Try asking that of a bangle-seller who was threatened from pursuing his livelihood in Indore as it apparently violated the sanctity of a consecrated majority-community locality. Is this the ‘New’ Idea of India; regressive, revanchist and nihilistic? Are we, as citizens of the world’s largest democracy, subscribing to this hateful model? The silence of large sections of Indian society makes me seriously wonder.
Why is that we do not expect politicians from the governments where such ugliness happens to reach out to the victims and ensure prompt justice, which means exemplary punishment to the hatemongers, with full rehabilitation and support to the surviving family members? Why are we citizens blissfully indifferent to the death of our own fellow citizens? Because they are not celebrities? Or do not live in our neck of the woods at a tony, cosmopolitan address? Why is that the Prime Minister of India can talk on several occasions to our Olympian superstars (who mostly got their gold medal without state sponsorship) but has not a single world of reassurance and concern for the hundreds of people who are daily being marauded by a segregationist society gone cuckoo?
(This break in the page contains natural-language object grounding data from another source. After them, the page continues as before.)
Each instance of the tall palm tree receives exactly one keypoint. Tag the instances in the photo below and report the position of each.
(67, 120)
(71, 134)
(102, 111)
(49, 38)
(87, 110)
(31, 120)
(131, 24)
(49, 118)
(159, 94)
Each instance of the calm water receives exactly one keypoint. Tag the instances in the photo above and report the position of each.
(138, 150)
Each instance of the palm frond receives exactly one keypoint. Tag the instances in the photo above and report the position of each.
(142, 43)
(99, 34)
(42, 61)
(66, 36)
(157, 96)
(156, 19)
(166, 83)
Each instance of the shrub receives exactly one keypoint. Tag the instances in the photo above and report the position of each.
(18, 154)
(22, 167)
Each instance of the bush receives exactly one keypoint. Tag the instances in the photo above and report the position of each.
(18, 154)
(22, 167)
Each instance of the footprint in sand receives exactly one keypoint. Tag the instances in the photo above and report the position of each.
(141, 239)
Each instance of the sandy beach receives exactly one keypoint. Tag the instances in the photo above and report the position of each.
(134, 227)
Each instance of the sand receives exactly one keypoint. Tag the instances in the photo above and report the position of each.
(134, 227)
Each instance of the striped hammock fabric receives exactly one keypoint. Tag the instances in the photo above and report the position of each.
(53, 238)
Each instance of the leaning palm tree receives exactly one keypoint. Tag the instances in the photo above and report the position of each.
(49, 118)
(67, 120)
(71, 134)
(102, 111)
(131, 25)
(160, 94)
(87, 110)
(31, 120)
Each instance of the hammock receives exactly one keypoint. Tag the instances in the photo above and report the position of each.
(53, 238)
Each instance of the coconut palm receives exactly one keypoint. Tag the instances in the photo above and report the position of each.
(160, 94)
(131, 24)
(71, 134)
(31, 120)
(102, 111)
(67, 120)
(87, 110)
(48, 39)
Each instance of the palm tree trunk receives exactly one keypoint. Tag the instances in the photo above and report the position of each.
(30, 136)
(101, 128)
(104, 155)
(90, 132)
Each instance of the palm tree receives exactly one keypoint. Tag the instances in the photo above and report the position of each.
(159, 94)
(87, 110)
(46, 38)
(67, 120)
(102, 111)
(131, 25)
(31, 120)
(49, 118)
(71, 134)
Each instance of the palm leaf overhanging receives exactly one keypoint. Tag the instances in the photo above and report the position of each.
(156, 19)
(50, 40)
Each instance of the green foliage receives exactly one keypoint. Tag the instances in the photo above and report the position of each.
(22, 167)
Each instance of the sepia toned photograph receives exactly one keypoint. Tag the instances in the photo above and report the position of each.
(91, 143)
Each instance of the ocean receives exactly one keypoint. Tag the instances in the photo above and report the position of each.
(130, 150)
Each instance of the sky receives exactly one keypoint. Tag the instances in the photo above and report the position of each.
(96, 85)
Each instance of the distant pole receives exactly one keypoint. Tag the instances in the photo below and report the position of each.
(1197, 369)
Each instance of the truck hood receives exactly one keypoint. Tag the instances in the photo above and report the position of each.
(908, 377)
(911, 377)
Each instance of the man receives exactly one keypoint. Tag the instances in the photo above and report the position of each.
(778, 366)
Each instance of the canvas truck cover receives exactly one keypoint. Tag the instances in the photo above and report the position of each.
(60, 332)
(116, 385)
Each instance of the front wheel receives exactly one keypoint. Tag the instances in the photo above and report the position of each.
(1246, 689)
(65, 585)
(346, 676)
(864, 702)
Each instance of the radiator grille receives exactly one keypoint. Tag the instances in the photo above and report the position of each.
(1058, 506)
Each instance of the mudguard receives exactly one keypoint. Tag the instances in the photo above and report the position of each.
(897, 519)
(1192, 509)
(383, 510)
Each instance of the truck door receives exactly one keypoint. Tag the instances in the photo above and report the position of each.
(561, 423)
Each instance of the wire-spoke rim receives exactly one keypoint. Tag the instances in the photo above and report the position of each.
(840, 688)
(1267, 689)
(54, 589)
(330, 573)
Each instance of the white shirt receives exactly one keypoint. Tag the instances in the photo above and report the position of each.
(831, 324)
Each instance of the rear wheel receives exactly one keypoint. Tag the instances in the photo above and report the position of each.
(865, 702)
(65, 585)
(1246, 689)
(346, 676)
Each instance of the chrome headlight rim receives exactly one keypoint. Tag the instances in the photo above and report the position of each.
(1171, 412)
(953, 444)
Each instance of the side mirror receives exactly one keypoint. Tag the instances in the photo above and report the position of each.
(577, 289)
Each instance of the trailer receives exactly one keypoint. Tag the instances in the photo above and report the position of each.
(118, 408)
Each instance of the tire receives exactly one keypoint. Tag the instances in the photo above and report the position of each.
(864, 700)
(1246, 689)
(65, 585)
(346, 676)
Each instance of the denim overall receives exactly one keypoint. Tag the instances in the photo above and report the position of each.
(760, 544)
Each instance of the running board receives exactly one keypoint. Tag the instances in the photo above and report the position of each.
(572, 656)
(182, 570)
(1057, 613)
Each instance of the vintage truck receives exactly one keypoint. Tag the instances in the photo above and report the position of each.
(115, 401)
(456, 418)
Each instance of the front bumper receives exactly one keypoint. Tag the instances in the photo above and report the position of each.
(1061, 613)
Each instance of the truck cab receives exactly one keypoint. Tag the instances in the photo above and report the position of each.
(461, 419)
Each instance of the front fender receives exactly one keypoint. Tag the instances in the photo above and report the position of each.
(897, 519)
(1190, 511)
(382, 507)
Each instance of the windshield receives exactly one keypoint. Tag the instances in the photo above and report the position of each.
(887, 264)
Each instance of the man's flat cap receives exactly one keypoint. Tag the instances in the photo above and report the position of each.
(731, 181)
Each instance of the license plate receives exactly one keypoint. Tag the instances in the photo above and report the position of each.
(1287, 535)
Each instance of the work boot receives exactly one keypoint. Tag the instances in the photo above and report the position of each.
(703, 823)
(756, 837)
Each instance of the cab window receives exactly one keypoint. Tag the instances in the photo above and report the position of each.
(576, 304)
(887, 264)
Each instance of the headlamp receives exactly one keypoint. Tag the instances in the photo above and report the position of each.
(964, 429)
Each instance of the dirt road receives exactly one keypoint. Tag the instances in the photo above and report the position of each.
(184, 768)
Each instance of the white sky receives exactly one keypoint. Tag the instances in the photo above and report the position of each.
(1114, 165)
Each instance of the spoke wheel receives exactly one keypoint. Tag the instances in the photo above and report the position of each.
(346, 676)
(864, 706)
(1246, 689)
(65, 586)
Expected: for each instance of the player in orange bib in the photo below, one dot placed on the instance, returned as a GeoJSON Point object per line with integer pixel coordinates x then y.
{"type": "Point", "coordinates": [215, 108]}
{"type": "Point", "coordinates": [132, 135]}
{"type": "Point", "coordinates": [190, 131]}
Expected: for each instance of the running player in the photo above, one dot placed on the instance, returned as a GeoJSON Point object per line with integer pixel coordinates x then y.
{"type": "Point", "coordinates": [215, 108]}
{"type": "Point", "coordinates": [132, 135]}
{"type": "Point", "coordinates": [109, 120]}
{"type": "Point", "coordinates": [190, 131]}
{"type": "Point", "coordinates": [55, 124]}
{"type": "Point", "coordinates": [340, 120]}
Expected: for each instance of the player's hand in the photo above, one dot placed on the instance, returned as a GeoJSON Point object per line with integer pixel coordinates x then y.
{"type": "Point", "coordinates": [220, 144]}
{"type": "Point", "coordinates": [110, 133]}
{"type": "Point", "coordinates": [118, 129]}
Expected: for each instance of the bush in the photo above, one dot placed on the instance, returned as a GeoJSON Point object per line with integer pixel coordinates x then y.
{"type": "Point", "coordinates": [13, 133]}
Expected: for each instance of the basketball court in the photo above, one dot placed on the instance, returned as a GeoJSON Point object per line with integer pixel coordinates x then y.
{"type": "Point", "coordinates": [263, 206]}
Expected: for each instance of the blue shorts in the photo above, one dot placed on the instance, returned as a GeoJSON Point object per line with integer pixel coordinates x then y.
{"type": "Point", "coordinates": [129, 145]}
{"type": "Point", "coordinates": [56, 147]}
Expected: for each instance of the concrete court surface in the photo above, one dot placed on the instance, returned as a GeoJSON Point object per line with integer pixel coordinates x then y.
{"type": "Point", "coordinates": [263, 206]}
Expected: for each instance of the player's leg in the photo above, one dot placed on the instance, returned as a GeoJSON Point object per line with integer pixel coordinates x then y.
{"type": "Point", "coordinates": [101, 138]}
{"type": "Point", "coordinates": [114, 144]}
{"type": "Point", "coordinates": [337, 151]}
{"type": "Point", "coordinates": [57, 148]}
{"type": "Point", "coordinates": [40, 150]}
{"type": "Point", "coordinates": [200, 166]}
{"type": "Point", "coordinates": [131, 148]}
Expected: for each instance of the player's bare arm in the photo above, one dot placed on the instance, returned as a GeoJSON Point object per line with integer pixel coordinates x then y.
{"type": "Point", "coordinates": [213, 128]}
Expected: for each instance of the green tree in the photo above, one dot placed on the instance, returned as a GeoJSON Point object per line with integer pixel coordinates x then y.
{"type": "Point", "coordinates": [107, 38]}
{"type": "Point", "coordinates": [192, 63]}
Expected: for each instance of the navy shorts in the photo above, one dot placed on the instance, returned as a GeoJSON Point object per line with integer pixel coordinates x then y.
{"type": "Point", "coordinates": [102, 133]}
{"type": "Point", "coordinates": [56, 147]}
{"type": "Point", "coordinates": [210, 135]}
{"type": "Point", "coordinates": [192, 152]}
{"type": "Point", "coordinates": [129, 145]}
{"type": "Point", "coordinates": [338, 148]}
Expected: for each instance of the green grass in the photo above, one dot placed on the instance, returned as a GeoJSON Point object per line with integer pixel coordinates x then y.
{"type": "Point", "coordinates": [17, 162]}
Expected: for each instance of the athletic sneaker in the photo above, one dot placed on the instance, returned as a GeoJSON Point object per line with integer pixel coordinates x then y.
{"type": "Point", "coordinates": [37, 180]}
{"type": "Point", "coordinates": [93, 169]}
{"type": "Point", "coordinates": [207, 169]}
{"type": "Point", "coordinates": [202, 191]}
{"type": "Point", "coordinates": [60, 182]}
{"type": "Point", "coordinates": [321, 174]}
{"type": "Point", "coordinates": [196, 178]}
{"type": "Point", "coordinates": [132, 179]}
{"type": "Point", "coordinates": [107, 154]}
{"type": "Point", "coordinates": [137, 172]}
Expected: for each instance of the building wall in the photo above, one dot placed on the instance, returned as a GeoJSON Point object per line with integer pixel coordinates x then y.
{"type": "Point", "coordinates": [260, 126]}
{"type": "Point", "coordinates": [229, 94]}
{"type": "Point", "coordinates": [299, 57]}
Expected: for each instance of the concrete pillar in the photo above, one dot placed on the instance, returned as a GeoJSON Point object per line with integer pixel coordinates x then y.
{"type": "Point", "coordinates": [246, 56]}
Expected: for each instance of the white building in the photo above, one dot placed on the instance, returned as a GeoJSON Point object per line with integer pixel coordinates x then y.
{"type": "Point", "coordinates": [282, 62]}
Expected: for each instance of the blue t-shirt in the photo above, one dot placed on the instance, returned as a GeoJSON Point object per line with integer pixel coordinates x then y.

We can replenish our diminishing bank accounts some day, or resurrect a floundering career, rework on fragile relationships, reimagine our corporate strategy, and rebuild a home needing repair. We can reclaim land, repossess lost valuables, recapture lost clients. But we must not forget that reclaiming a conscience gone dead can be an insuperable challenge. A society in the morass of a moral freefall often faces an irreversible ruin. It is time to look within. Now.